The PreAnalysis Component is useable with effectively all rate control methods; the documentation to reflect this has yet to be updated. Reference: AMF github issue ticket #318 https://github.com/GPUOpen-LibrariesAndSDKs/AMF/issues/318#issuecomment-1148055185
Regarding the PreAnalysis Component being useful for streaming: PreAnalysis works fantasitically in the OBS Studio v28 beta. VCEEnc was only just updated yesterday to remedy an issue where B-frames and the PreAnalysis Component could not be used simultaneously. The 25fps you observed while using PreAnalysis is not the experience that I have observed over the past few weeks of testing github build and the beta builds of OBS Studio v28.

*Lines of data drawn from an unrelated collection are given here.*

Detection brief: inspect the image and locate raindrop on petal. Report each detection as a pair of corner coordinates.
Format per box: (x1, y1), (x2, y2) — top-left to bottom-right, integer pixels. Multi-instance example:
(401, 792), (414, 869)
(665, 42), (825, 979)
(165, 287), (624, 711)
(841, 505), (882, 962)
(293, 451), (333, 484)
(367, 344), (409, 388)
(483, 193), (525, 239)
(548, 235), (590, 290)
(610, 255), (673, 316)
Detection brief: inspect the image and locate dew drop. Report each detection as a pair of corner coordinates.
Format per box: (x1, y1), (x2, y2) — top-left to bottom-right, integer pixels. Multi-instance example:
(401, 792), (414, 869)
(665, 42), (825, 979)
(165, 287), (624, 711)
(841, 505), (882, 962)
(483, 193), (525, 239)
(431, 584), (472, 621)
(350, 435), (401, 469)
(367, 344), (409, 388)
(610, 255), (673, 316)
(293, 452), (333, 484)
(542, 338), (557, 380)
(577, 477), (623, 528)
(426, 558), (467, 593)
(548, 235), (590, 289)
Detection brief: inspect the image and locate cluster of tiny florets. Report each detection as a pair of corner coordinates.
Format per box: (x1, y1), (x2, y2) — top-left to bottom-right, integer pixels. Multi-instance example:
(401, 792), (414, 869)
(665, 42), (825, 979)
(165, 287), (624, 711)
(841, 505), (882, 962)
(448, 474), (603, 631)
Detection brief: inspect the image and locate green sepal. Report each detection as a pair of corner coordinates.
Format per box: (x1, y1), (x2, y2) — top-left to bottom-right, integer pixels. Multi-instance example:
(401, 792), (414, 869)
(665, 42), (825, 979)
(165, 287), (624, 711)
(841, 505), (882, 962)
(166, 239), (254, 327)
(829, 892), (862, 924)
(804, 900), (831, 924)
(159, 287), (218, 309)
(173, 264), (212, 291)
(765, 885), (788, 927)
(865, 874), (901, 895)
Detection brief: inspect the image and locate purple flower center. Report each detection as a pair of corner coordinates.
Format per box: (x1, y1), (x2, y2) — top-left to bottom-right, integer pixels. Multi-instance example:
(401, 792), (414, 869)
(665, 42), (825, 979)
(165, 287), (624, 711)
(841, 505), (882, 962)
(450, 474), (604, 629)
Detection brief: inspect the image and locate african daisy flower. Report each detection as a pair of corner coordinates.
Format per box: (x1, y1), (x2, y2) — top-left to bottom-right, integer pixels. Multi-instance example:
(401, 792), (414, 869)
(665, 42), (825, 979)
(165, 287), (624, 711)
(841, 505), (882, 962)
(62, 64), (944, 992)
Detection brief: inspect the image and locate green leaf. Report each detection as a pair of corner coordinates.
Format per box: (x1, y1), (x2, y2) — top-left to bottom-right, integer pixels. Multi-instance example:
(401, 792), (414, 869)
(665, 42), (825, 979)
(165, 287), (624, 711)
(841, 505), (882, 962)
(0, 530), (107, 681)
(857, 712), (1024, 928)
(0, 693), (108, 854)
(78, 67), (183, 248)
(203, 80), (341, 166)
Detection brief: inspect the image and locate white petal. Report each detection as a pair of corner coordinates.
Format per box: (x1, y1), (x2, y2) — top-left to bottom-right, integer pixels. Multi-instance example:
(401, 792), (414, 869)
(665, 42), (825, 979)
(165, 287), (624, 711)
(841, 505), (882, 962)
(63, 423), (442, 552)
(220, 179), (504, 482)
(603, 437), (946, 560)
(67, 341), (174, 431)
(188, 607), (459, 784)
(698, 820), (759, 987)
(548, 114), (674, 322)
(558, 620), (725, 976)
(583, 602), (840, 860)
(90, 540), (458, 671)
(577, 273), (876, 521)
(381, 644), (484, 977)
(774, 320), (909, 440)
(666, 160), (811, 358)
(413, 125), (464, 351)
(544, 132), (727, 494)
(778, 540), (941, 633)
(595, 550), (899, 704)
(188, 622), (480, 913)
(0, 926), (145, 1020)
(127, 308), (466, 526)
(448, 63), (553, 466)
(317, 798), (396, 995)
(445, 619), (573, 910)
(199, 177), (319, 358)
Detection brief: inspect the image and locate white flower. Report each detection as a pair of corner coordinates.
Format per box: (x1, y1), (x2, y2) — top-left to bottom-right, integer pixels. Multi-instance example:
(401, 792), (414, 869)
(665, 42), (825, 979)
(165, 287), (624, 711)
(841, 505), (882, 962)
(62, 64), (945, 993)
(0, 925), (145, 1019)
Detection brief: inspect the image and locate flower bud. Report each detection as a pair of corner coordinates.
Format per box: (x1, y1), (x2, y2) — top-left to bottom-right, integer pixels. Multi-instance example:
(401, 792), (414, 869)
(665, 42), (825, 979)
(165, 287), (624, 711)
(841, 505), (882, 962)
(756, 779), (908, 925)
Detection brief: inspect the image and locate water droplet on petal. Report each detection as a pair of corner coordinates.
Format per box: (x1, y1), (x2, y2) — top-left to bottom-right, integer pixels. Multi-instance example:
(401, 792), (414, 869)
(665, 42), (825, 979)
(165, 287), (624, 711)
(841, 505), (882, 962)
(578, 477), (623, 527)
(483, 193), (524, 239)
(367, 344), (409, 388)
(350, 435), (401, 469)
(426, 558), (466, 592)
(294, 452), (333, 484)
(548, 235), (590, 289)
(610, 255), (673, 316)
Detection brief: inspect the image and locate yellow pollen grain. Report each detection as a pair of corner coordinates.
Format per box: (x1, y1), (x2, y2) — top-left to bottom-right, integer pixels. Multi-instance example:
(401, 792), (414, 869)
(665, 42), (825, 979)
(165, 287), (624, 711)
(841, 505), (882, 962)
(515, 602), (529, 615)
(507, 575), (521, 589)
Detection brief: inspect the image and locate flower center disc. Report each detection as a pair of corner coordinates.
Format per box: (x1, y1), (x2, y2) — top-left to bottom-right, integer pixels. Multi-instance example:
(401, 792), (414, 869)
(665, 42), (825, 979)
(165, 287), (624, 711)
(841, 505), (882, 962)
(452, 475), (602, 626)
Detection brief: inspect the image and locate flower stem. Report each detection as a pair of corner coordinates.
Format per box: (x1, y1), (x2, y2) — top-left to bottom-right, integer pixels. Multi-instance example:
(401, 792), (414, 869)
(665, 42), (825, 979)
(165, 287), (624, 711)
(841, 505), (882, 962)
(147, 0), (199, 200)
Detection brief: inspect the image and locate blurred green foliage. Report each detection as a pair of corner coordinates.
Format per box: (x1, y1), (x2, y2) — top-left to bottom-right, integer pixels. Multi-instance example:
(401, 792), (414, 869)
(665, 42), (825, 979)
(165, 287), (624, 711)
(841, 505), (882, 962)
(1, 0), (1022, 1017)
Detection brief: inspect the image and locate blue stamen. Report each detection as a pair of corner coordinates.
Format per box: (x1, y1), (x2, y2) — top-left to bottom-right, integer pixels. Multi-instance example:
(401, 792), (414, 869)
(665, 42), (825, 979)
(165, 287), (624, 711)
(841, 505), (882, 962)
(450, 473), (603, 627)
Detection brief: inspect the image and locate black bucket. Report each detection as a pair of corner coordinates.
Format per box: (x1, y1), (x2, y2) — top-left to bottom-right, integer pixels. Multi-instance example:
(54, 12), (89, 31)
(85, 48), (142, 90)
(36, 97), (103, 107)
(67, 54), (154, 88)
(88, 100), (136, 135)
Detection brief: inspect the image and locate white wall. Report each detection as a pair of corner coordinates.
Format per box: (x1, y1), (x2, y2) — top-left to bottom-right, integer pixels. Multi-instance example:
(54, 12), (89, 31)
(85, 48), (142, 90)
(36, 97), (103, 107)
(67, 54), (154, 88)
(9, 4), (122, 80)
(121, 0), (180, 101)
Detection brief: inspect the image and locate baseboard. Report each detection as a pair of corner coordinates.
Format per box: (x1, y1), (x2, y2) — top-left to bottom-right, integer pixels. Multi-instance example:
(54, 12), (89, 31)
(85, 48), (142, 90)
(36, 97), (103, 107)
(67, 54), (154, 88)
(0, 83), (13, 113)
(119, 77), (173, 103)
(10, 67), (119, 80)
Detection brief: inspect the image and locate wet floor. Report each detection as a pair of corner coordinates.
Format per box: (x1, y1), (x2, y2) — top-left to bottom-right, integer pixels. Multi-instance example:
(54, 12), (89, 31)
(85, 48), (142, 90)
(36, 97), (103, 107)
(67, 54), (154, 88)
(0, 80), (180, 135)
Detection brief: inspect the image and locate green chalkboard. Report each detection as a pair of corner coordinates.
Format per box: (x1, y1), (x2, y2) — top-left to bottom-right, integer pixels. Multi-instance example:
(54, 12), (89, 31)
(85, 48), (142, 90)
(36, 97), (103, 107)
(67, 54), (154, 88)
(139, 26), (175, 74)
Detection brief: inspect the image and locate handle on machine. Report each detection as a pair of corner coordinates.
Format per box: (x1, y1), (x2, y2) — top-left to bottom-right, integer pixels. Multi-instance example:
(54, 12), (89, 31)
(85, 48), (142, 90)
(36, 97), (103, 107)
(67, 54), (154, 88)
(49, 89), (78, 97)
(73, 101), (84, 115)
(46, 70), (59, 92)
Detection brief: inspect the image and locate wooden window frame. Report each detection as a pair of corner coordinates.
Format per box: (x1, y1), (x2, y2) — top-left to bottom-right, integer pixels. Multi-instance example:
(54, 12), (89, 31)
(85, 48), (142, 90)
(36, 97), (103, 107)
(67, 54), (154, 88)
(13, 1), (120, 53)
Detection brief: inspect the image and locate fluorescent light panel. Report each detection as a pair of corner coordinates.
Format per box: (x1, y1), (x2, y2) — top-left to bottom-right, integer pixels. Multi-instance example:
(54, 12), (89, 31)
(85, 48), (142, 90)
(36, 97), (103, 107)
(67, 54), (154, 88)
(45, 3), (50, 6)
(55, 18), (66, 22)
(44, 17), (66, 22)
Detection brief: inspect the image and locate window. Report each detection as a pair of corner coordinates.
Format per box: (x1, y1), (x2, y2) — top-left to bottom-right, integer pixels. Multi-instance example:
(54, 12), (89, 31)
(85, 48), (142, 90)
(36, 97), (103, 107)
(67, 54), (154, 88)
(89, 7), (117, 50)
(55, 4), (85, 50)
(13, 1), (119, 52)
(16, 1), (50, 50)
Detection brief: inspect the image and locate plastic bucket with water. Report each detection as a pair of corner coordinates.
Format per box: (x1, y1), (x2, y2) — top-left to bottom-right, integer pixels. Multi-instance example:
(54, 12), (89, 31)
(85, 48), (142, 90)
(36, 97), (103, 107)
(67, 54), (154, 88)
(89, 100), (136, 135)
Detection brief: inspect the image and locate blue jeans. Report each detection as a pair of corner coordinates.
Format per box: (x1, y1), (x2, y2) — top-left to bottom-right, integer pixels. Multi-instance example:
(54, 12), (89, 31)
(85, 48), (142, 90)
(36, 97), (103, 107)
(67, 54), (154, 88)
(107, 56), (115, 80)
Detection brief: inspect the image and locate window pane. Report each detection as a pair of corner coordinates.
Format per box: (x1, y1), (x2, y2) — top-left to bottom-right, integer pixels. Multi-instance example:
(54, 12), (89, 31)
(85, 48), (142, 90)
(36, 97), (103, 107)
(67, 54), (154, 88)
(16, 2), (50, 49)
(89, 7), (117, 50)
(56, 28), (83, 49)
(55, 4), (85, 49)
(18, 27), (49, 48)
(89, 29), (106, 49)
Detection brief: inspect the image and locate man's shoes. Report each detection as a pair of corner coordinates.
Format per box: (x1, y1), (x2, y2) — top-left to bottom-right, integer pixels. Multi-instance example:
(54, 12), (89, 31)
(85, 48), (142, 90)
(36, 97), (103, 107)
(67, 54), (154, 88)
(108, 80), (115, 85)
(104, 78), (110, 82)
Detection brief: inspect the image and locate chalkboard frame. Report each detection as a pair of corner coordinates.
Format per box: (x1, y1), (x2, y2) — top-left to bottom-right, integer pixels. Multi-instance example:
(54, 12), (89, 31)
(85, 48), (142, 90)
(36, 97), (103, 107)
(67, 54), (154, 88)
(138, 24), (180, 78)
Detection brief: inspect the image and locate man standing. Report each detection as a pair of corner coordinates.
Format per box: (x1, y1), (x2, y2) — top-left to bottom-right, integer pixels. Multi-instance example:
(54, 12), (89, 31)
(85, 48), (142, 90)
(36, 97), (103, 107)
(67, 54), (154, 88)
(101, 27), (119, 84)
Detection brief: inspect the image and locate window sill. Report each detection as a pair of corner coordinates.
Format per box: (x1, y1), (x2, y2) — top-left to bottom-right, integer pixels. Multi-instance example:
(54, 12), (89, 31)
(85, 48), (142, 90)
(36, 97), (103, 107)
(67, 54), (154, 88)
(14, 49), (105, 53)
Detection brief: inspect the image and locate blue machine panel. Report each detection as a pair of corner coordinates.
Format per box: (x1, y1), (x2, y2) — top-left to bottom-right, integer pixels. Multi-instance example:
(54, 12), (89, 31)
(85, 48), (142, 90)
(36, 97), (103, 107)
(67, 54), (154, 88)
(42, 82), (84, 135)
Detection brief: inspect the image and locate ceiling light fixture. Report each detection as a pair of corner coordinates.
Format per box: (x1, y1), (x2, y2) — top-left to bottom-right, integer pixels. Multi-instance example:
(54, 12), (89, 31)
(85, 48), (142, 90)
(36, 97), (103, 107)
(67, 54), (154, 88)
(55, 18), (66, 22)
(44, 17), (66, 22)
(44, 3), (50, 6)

Hello, great Info (especially the speed values). Could you include those also in the older table(s) with Intel / Nvidia? (With the current energy-costs dependent on your machine it’s sometimes more economical to buy an extra HD instead of investing the energy-costs to shrink a movie while still preserving decent quality) + do you have planned a comparison with an Apple M1/M2 machine (including quality vs. file size vs. speed) / or do you know where I can find some decent info about the Apple HW (so far I only found tests that “advertised” the speed but ignored quality / filesize -> useless!)
Another topic: I’m trying to “reverse engineer” the used encoding pre-sets of encoded movies via MediaInfo. Could you give me a hint how I can identify the different HW-encoders?
Thanks and regards,
Sudder